The Doctor Will See You Now, Online
Telemedicine Technology has broadened health care’s reach beyond brick-and-mortar offices to virtually anywhere you can use a computer, smart phone or other mobile device.
Not long ago, health care was confined to hospitals, doctors’ offices and the occasional walk-in clinic—but not any longer.
Patients can connect remotely to medical professionals—anytime, anywhere—to diagnose and treat acute health symptoms, such as rashes, earaches, coughs, abdominal pain, diarrhea, fever, headaches and flu-like symptoms. If medically necessary, the caregiver can follow the “visit” by sending an electronic prescription to the patient’s pharmacy.
"Algorithms sift through the data to predict oncoming health issues and permit timely intervention."
Doctors can visually check-in on patients following surgery through remote “virtual follow-ups.” Even better, doctors and patients can work together to promote healthier lifestyle choices before problems arise. By tracking, storing and sharing information about a patient’s dietary choices, sleep patterns, exercise, blood pressure, blood glucose, weight and wellness goals, mobile biometrics help raise patients’ awareness of their behaviors while giving their caregivers quantifiable data to guide their care.

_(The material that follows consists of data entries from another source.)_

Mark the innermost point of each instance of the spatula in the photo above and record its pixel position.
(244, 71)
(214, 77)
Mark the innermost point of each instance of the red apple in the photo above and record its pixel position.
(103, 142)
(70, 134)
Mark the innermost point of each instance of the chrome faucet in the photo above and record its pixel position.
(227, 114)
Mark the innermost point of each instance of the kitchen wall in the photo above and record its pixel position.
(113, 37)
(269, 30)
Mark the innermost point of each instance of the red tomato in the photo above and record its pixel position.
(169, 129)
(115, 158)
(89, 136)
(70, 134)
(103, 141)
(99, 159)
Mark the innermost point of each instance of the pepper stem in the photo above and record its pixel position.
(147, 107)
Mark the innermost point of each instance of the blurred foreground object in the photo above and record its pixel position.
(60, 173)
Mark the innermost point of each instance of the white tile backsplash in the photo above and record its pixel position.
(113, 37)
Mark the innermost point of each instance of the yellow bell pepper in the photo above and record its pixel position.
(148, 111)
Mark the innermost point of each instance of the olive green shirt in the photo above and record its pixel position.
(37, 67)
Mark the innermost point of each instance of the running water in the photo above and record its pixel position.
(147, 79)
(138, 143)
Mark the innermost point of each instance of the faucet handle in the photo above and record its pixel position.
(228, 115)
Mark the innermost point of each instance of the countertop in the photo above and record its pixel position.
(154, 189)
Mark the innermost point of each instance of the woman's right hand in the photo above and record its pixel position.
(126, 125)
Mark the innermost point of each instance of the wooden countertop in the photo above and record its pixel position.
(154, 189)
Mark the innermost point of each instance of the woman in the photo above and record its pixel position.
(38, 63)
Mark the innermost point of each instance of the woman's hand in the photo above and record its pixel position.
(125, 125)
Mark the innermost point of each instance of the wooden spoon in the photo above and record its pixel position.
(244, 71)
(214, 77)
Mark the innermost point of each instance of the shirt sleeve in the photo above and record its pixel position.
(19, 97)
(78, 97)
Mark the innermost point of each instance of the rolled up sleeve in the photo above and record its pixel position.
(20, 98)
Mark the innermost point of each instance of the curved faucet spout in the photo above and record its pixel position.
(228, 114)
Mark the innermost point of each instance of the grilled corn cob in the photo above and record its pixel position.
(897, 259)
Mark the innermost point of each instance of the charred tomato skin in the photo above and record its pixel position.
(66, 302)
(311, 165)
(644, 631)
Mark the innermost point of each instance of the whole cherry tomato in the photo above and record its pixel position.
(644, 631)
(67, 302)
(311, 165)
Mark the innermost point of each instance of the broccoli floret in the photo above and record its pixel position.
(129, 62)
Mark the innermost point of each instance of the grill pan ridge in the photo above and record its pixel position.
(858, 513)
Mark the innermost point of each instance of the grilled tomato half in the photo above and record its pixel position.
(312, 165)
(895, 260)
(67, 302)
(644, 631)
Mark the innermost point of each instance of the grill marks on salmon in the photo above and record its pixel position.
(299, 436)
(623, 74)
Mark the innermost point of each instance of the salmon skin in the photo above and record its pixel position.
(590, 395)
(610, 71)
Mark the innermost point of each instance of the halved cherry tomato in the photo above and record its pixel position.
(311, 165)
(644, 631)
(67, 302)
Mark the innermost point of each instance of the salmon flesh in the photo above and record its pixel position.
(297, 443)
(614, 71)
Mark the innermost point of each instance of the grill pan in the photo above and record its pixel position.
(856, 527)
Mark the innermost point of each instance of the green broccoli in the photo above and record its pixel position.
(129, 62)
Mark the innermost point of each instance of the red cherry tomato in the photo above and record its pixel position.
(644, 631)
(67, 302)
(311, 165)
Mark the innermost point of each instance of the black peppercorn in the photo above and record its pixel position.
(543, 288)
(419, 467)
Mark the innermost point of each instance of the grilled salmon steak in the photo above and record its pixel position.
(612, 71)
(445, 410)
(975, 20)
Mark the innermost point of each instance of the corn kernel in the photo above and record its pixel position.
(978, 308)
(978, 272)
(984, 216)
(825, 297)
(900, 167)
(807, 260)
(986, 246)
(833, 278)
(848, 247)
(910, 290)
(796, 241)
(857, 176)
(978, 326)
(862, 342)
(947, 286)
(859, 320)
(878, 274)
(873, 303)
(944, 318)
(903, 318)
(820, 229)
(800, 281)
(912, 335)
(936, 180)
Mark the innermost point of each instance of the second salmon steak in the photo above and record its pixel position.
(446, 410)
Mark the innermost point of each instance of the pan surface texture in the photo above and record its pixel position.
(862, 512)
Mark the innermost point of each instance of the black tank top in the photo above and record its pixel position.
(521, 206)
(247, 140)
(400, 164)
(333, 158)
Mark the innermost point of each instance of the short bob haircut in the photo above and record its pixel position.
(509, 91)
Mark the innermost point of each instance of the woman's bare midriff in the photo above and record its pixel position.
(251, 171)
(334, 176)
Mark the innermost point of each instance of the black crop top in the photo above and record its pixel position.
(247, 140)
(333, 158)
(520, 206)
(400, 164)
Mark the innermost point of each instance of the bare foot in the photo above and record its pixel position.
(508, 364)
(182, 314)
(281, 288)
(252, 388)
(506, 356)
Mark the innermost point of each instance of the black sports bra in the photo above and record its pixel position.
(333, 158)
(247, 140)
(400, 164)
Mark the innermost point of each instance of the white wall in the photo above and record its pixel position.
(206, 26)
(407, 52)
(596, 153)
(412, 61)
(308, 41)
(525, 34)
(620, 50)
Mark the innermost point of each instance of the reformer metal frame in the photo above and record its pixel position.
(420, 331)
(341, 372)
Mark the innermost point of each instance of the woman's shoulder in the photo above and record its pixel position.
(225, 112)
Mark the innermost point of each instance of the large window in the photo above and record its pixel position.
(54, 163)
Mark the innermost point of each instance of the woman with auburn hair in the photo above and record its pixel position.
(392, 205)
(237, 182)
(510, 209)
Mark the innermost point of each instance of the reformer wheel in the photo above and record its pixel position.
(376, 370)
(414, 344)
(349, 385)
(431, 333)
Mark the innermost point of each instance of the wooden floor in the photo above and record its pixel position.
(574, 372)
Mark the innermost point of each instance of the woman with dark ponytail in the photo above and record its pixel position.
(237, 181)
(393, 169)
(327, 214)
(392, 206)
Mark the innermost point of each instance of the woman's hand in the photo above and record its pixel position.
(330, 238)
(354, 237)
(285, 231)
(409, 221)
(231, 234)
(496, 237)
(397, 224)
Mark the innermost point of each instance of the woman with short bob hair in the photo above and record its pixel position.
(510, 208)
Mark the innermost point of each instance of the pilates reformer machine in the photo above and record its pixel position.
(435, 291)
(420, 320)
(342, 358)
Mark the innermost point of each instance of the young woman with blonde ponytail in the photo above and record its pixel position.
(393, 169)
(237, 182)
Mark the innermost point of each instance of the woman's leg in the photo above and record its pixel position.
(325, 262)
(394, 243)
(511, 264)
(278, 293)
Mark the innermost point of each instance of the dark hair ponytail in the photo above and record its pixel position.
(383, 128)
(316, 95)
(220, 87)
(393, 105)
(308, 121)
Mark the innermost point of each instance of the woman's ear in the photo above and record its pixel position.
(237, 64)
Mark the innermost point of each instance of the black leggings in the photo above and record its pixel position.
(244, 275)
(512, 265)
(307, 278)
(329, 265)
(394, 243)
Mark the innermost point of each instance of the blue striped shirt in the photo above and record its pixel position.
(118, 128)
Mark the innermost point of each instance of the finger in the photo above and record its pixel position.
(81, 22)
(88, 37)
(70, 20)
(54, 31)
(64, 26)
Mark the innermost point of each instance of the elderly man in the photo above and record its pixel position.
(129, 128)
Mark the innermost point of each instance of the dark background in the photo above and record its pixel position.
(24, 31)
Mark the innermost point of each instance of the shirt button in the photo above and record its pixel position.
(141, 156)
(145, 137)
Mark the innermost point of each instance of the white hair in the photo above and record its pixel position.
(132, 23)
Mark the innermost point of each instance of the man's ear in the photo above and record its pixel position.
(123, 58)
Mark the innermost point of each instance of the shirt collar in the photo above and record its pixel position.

The same approach applies to patients with chronic diseases, such as diabetes or heart failure. Doctors use mobile biometrics to monitor a variety of disease-related symptoms—weight, pulse, blood pressure, glucose levels—in real time. Algorithms sift through the data to predict oncoming health issues and permit timely intervention.
The information gained through any of these technological interactions is stored in the patient’s electronic medical record, creating an up-to-date health history that the patient or caregiver can access any time.
New health care technologies are diverse, but they all have common goals: to make health care access easier for patients, to improve patient health, to avoid hospital admission (or re-admission) and to lower health care costs.
Clearly, mobile devices will not replace doctors, nurses or hospitals. Rather, they will add to the caregiver-patient relationship by providing real-time updates and relevant information.